Probing for high momentum protons in~$^{\mathrm{4}}$He via the~$^{\mathrm{4}}$He(e,e$\prime $p)X~reaction

Experimental cross sections for the $^{\mathrm{4}}$He(e; e'p)X reaction up to a missing momentum of 0.632 GeV/$c$ at x$_{\mathrm{B}}=$1.24 and Q$^{\mathrm{2}}=$2 (GeV/$c)^{\mathrm{2}}$ are reported.The data are compared to Relativistic Distorted Wave Impulse Approximation (RDWIA) calculations for the $^{\mathrm{4}}$He(e; e'p)$^{\mathrm{3}}$H channel. Significantly more events in the narrow triton missing mass region that we used, 0.017 GeV $\le $ Emiss $\le $ 0.022 GeV, are measured for missing momenta pm $\ge $ 0:45 GeV/$c$ than are predicted by the theoretical model.
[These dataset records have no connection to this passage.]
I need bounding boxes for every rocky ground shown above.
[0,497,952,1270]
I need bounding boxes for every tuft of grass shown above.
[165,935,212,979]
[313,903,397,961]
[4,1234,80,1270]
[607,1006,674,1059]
This narrow missing mass region was chosen to minimize (pnn) and (p,d) background bleeding into the (p,t) state in the theoretical model. These excess events suggest that the effects of initial-state multi-nucleon correlations are stronger than expected by the RDWIA model. The ratio of the experimental cross sections to the theory cross sections shows a smooth dependence with missing momentum except in the region where the proton's predicted momentum distribution has a deep minimum.